Kids and Credit Cards: Happy Now, Kathy??
I don't know what it is with kids in our society, the minute they hit their 13th birthday, they develop this strong yearning for an intimate relationship with VISA or Mastercard. Personally, I think some evil entity from a parallel universe broadcasts subliminal messages through rap music, heavy metal, and violent cartoons. But that's just my theory. Take it or leave it.
What chaps my ass is the fact that I've been trying for about a decade know to put some emotional distance between me and my credit cards. I mean, the lust and romance is no longer there and it's just become burdened with unrealistic pressures (they actually want to be paid every thirty days, the demanding little plastic bitches,) and high maintenance (half of my day is spent retracing the strings of retail outlets to find where I abandon the little suckers so no one else uses and abuses them.) Needless to say, it's a love hate relationship I wouldn't wish on my worst enemies, much less my own flesh and blood.

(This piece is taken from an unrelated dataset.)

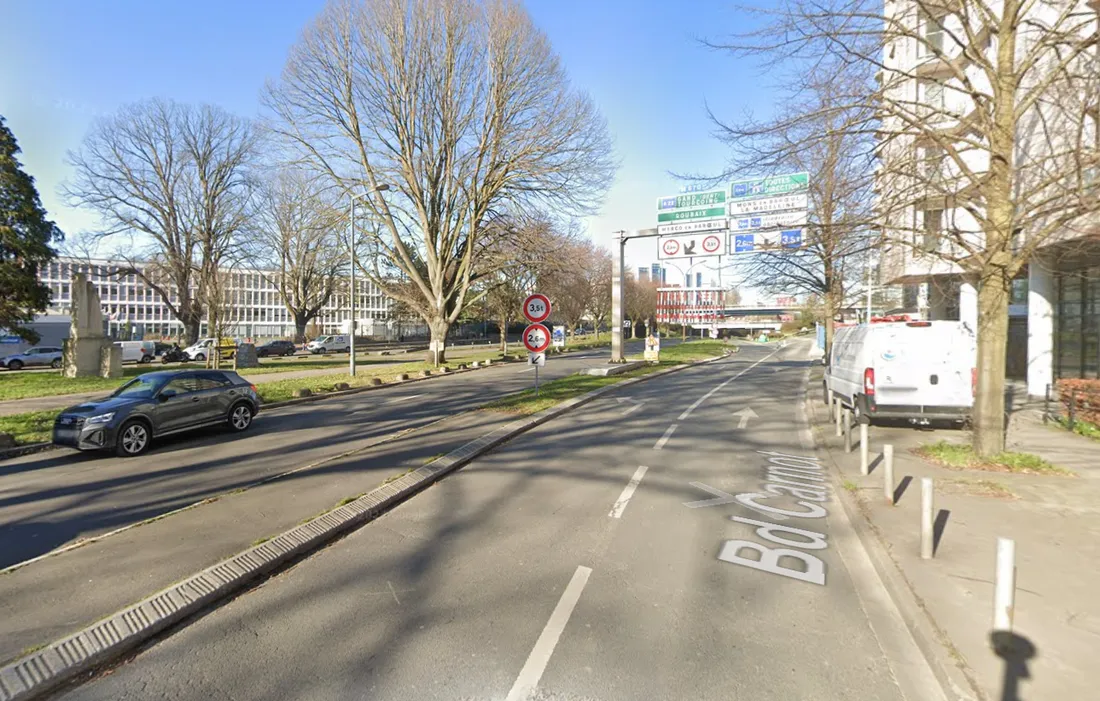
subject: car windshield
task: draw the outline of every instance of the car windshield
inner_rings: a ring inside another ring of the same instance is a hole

So Erik's been begging on bended knee (adding to the overall diameter of the fraying hole in his jeans) asking me for his own credit card. "I won't use it except for dire emergencies!" he pleads. Unfortunately, it doesn't take long for a new skateboard and a Starbucks latte to take on emergency status because the old skateboard might make him a paraplegic with a monkey feeding him through a straw and the latte will keep him sharp enough to minimize that risk. I counter with "I've always wanted a pet monkey." If the Rolling Eyes Indicator of Enthusiasm is any sign, he was thrilled with my response. Sure they start out using those little plastic demons as a status symbol (bringing to mind that little Pullup's jingle, I'm a big boy now.) but good and superficial intention soon lead way to bankrupt parents who must sell their children into slave labor in order to make the payments on the trailer home. I give him the choice--trailer home, credit card that I won't let him spend. Again, he's thrilled with his newfound freedom of choice. I close with a simple warning to all parents. If you must give your child a credit card, either give him one that debits bucks out of his own savings account, give him one that's expired and thoroughly demagnitized, or move to Florida where the choice in trailer homes is plentiful. Don't forget those cute little plastic flamingos. Don't worry if they're too expensive. You can always charge it so your kids can work off your debt when you die.